Challenging an IVA on the grounds of material irregularityPrint publication
In Gertner v CFL Finance Ltd  the Court of Appeal found that there had been a material irregularity at the creditors’ meeting convened to consider the debtor’s IVA proposals. The lender’s breach of the good faith principle between creditors was sufficient to revoke the IVA on grounds of material irregularity.
As discussed in a previous article, a voluntary arrangement, be it an IVA or CVA, can only be challenged on two grounds. First that there is unfair prejudice to a creditor and second that there has been a material irregularity in the decision process.
In each case, material irregularity is a question of fact arising out of the conduct of the decision-making procedure by which the voluntary arrangement is approved. In Gertner v CFL Finance Ltd  EWCA a debtor appealed against an order revoking his individual voluntary arrangement on the grounds that there had been a material irregularity at the creditors’ meeting.

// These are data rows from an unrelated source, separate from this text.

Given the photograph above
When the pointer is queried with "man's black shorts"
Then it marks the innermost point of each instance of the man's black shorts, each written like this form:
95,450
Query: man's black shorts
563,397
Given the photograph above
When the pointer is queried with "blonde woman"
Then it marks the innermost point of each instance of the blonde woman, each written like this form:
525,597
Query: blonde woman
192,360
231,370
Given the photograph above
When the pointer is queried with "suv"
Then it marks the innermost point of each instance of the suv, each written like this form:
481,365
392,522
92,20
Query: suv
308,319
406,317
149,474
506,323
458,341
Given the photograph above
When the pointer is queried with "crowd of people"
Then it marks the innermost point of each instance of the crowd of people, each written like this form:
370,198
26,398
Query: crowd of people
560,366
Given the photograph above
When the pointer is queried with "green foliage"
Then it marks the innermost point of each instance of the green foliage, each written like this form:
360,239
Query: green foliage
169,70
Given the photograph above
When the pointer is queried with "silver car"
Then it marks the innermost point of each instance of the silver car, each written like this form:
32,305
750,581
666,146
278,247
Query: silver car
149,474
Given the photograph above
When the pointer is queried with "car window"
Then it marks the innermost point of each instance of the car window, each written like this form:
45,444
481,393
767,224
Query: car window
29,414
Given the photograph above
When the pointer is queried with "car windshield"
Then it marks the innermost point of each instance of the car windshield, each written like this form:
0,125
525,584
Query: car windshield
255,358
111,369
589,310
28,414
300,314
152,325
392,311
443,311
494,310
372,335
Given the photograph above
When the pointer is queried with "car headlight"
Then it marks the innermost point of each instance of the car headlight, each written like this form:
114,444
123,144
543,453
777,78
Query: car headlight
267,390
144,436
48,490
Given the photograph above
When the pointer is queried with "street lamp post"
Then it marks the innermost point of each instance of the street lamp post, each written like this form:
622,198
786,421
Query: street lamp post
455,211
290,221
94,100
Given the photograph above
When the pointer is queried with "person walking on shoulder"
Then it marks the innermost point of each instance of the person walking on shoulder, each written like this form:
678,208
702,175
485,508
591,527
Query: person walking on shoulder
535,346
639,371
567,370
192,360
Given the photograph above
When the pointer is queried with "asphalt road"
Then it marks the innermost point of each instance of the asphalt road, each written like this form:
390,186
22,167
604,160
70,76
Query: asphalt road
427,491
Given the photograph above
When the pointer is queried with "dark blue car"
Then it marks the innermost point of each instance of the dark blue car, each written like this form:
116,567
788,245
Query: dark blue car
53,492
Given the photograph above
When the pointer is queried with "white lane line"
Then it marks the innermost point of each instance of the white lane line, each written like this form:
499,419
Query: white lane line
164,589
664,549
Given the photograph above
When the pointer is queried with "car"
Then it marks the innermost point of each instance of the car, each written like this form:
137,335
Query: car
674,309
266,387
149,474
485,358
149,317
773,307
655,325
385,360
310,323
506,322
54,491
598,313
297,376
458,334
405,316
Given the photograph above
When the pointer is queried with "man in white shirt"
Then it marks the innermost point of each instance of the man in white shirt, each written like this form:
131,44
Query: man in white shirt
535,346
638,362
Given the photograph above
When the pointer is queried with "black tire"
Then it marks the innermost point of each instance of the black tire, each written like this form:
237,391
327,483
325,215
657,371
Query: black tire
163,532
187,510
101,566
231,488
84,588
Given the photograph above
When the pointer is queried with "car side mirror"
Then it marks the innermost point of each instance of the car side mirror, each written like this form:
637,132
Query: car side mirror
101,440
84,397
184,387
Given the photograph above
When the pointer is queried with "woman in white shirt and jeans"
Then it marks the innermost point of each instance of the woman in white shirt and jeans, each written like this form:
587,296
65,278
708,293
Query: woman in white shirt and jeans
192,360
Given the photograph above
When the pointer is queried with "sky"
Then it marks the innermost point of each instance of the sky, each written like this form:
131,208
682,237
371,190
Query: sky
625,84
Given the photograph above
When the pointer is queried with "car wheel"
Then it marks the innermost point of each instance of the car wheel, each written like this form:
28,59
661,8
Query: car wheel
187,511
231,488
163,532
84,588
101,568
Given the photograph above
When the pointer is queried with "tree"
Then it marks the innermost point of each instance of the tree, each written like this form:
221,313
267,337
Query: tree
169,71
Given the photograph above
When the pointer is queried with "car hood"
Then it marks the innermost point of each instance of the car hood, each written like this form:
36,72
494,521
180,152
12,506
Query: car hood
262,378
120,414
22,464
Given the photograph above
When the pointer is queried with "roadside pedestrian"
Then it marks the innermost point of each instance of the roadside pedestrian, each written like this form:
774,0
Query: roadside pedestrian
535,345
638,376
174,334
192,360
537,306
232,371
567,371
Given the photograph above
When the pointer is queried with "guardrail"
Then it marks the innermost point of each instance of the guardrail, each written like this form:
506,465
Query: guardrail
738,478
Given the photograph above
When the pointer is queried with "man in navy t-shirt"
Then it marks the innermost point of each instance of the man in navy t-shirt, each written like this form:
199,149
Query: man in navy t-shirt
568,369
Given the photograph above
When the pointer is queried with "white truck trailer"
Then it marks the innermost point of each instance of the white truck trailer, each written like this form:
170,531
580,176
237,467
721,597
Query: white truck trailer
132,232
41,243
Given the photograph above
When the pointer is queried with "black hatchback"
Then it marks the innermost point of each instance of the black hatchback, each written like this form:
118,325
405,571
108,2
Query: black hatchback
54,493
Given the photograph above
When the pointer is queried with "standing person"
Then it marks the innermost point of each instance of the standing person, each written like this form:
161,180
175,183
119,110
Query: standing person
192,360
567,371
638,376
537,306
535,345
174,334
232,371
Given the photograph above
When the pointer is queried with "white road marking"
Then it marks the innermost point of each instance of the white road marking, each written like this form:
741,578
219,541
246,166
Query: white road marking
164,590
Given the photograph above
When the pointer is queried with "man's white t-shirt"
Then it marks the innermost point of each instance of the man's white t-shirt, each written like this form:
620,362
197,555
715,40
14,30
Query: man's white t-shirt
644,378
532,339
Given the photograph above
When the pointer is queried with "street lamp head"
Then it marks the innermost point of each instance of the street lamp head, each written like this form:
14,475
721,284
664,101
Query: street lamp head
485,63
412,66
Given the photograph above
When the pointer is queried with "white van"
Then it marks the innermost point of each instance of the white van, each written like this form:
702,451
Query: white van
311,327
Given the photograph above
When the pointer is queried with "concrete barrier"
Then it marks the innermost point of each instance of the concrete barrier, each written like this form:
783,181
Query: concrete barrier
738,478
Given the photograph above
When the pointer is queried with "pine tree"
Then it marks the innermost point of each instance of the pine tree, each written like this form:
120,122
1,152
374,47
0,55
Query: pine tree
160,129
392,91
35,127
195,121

The Court of Appeal upheld the High Court’s decision that there had been a material irregularity at the creditors’ meeting convened to consider Mr Gertner’s IVA proposals. The court examined the terms of the settlement agreement and found that the major creditor (a bank) had received a significant financial advantage from a third party which, when viewed objectively, was drafted to induce the bank’s support for the IVA. This financial advantage had not been disclosed to the other creditors at the meeting, instead they had just been given information relating to the amount of the proposed IVA dividend.
The Court of Appeal decided that the extra payment to the bank created an obvious, material conflict of interest which should have been disclosed to the other creditors. The judgment went on to say that the bank should have been disqualified from voting at the creditors’ meeting because it had breached the duty of good faith between creditors, which is an element of the concept of material irregularity. Without the bank’s vote the IVA would have failed and so the earlier decision to revoke the creditors’ approval stood.
Although this decision was in relation to an IVA, the duty of good faith between creditors applies equally to those involved in a company voluntary arrangement. A breach of the duty will lead to a finding of material irregularity and the revocation of the arrangement.